What we’re looking for

  • You possess a contagious sense of ownership and the tenacity to always find a way
  • You focus on quality to build manageable, scalable, and maintainable systems
  • You know that perfection is the enemy of done and when to make trade-offs
  • You emphasize the importance of making decisions based on data
  • You enjoy solving tough technical problems
  • You exercise judgement in a way which reduces risks
  • You share enthusiastically to reduce disconnects and communication breakdowns
  • You always want to understand the why in order to better see patterns and improve quality

What you’ve done

  • You know Linux systems like the back of your hand
  • You’ve managed production environments at scale in a public cloud environment (AWS or GCP)
  • You have a strong familiarity with web applications including MySQL, Java, Apache
  • You’ve attained a deep understanding of networking protocols (e.g. TCP/IP, HTTP, DNS, etc)
  • You’ve implemented and used third-party metrics and monitoring platforms such as DataDog and PagerDuty
  • You possess the ability to wrangle problems quickly using the tools available at your disposal
  • You’ve used configuration management and orchestration tools and you understand why they’re important
  • You’ve built extensible and maintainable automation (Shell, Python, or Go preferred)
  • You’ve run containerized microservices using Kubernetes

Skills that are particularly meaningful to us

  • Google Cloud Platform: GLB, Pub/Sub, Spanner, GCS, App Engine, and GKE
  • Monitoring: PagerDuty, DataDog, Splunk
  • Tools: Ansible, Puppet, Helm, Jenkins, Cloud Deployment Manager, Terraform
  • Infrastructure: HAProxy, Envoy, ElasticSearch, Consul
  • Languages/Libraries: Go, Python, Java, Thrift, gRPC
We are committed to an inclusive and diverse Evernote. We believe that different perspectives lead to better ideas, and better ideas allow us to better understand the needs and interests of our diverse, global Evernote Community. We welcome people of different backgrounds, experiences, abilities and perspectives and are an equal opportunity employer.

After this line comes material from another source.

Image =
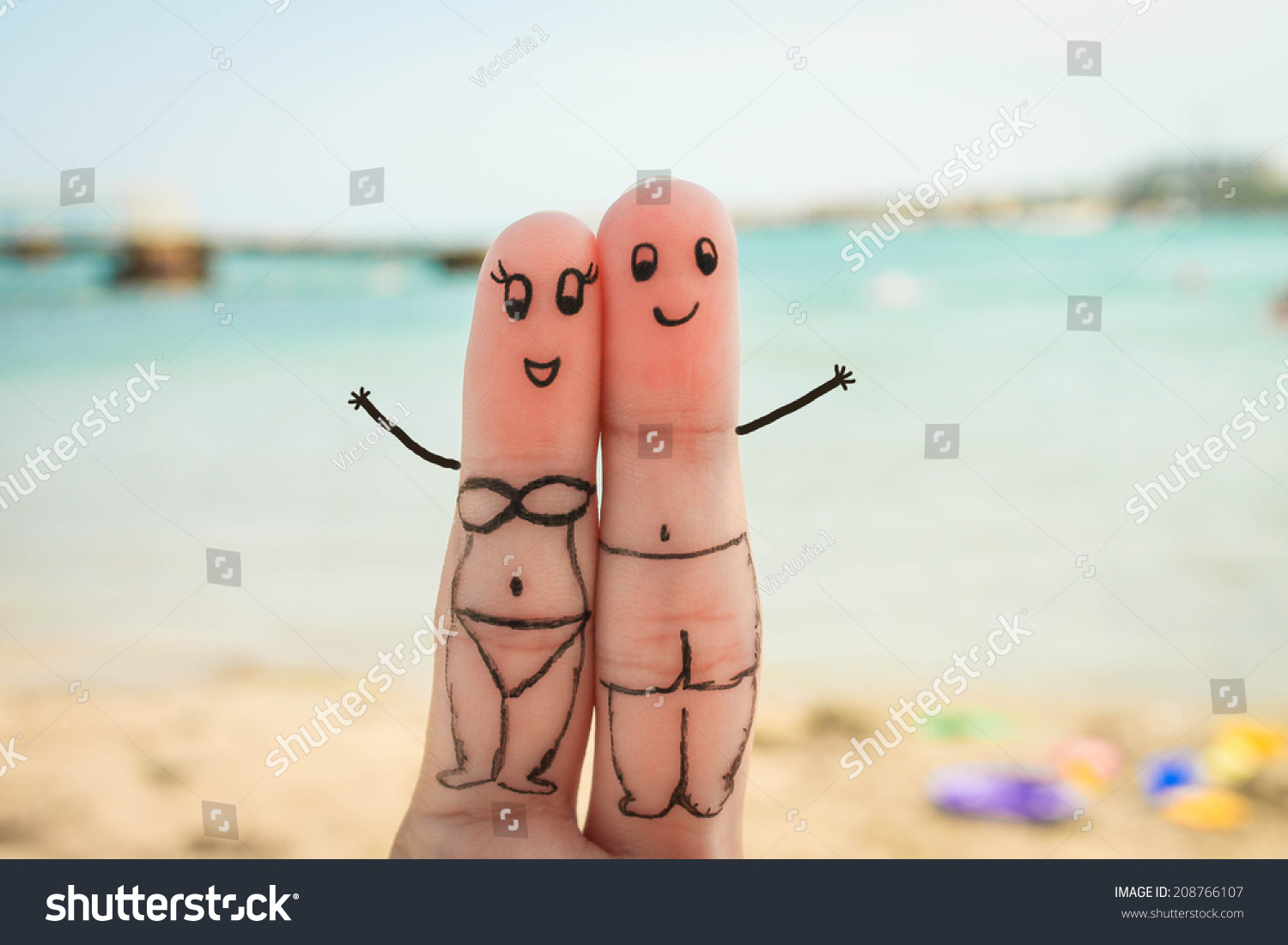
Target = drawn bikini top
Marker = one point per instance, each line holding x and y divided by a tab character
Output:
517	507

Apply for Site Reliability Engineer (SRE)

About Evernote

Evernote is a place for individuals and teams to assemble, nurture, and share ideas in any form.

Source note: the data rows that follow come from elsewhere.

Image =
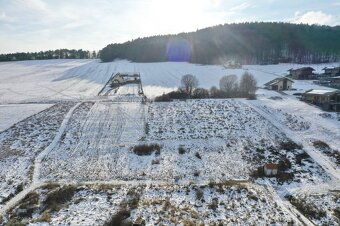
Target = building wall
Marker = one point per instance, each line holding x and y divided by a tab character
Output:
280	85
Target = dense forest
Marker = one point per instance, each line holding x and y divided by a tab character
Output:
247	43
50	54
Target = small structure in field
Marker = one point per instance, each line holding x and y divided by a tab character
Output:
282	83
331	71
271	169
139	222
328	100
304	73
232	64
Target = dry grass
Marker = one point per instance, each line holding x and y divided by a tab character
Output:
147	149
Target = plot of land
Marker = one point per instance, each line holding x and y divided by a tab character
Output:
11	114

We’ve assembled an incredibly talented, diverse, and spirited team to build products that impact the lives of millions of people around the world. Our employees enjoy access to the best tools available, an open and collaborative work environment, and end each day knowing that they’ve made a tangible impact.

The Evernote app is available across platforms on desktop, mobile, or on the web, meaning your ideas are always with you, always accessible, and always in sync. We believe that no idea is too big to lead or too small to matter, and continually develop a service and reputation based on innovation and trust.